I have a 1984 Hohner 12 string. Should it be tuned to standard pitch, or a full tone lower, as I have been so far?


----------



## Jocko (May 17, 2010)

I keep my Tanglewood tuned to concert pitch but I have it strung with 8's.


----------



## Guitar101 (Jan 19, 2011)

Hope this helps.

12-String Acoustic Guitar: How To Tune the 12-String Guitar Lesson 2


----------



## keefsdad (Feb 7, 2006)

Thanks, folks.


----------



## Thornton Davis (Jul 25, 2008)

I have a 1971 Eko Ranger XII (with a chrome tailpiece) and tune it to standard 440. But like Jacko, I too have light gauge strings on it. I've been using Martin bronze strings on it.

TD


----------



## simescan (May 15, 2007)

I have a Cort 12-string and I keep it on standard tuning,...never had a problem in 11 years,...stays in tune quite well.


----------



## bolero (Oct 11, 2006)

I keep mine tuned to Eb, just to be safe....use a capo if I need to 

I think it sounds better too


----------



## ezcomes (Jul 28, 2008)

like Thorton above...i keep (well kept, until i moved out) my dad's Eko Ranger in standard, cuz thats they way he wanted it...

when i had my own Takamine EF385...i kept it at 1/2 step down...

my doubleneck spends most of the time 1/2 step down...but i think its currently at standard pitch...

thats my set up FWIW


----------



## Mooh (Mar 7, 2007)

keefsdad said:


> I have a 1984 Hohner 12 string. Should it be tuned to standard pitch, or a full tone lower, as I have been so far?


It's difficult to say without assessing the instrument. It will be safe to tune it down, how far is a matter of taste and safety for the integrity of the instrument. Unless you can document it otherwise (eg catalogue descriptions), chances are it was designed, at least superficially, to be tuned to standard with the light gauge strings of its day, but over time an instrument can give in to its stresses and benefit from less string tension. If it were mine and I wanted to tune it to standard I would work up to it and take careful measurements and keep a close eye on it for a sinking top, changing neck relief, bridge lifting, and rising strings. Still unsure?...take it to a tech/luthier for assessment. If you like it where it's tuned, ie down a full tone, and it plays and sounds great to you, then "Bob's your uncle".

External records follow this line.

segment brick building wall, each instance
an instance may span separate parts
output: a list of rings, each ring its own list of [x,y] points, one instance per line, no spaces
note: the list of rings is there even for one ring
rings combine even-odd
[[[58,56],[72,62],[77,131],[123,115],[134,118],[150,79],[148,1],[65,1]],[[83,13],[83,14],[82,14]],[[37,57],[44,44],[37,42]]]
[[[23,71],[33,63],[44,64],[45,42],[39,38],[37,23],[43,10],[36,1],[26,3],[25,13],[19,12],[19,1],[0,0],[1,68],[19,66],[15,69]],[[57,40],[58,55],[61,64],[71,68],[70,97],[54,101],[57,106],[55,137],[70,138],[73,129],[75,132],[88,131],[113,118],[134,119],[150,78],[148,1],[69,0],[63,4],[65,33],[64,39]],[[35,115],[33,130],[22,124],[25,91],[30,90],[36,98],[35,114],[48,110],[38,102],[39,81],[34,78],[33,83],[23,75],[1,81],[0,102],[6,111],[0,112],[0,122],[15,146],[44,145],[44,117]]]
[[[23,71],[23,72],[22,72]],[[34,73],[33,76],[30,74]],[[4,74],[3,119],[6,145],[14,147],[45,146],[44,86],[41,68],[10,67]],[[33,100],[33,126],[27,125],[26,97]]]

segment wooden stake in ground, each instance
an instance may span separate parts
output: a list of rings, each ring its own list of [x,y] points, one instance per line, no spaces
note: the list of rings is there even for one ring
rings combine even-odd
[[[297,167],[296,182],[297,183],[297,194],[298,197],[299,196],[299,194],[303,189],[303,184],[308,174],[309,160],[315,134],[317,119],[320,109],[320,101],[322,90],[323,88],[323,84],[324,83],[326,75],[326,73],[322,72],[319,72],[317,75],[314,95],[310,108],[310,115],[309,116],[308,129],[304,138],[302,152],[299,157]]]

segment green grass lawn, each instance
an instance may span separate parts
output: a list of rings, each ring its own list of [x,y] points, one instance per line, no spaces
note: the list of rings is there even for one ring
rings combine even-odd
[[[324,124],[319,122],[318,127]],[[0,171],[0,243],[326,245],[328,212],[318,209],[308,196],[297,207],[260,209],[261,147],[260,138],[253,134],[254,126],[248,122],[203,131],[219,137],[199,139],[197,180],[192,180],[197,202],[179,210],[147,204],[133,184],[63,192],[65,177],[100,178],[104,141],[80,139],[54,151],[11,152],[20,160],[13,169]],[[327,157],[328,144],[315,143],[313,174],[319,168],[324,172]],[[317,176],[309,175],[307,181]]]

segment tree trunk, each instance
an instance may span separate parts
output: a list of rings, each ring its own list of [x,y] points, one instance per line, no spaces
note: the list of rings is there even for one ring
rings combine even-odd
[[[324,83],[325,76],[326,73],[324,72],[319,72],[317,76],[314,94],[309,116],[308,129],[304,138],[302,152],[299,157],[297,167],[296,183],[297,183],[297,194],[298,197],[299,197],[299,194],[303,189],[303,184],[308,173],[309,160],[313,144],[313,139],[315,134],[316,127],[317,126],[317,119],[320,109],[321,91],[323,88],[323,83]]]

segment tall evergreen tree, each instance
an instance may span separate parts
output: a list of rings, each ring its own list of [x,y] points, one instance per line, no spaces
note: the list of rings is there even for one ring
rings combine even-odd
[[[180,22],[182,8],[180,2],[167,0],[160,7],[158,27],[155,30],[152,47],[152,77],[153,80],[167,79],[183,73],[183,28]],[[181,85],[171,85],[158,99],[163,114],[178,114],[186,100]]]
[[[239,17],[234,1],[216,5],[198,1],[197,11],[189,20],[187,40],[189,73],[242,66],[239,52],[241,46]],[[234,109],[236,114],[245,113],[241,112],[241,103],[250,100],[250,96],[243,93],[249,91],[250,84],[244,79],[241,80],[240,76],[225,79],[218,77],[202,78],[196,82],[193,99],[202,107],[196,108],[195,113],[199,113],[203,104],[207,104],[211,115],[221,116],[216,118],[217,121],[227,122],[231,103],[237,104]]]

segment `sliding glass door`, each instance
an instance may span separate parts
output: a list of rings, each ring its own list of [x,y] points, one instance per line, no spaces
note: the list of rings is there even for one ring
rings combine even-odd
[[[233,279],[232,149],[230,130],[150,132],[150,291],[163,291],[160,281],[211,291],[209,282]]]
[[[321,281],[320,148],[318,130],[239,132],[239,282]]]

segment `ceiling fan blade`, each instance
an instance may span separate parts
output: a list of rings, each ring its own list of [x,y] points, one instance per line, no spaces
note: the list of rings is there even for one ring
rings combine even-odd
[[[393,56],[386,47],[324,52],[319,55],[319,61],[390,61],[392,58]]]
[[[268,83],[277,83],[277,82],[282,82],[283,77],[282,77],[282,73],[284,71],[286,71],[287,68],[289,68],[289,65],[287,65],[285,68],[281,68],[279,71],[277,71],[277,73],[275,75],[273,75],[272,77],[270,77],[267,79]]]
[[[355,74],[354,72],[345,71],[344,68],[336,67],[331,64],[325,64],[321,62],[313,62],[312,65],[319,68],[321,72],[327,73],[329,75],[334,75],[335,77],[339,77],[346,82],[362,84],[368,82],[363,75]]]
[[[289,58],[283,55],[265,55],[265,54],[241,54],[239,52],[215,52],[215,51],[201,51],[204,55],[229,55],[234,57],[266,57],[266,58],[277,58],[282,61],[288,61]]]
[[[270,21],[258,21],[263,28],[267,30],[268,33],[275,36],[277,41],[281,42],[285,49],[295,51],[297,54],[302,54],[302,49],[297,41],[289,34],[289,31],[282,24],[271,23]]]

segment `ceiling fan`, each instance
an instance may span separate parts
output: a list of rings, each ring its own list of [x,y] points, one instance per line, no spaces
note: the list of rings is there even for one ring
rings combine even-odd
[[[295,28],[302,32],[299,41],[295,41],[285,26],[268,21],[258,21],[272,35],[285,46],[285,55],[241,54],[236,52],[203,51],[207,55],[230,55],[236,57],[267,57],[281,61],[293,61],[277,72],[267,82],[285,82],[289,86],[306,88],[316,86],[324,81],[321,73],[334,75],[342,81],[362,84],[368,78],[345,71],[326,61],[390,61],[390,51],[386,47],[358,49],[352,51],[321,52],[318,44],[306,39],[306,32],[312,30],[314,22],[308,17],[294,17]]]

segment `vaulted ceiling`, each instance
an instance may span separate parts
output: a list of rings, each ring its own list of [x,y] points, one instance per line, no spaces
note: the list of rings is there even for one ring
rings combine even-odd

My 12 string is tuned variously, but usually either standard or a half tone low. I like a lower tuning on several guitars to suit my vocal range with the ease of open chords. It was designed for standard with light gauge strings as it has a 12 fret neck, and X brace shifted forward. I shopped for years for a 12 string before I bit the bullet and bought this one. It's alternately a cannon or a choir of angels, but in open G it's both. I'd clone it if I could.

Peace, Mooh.


----------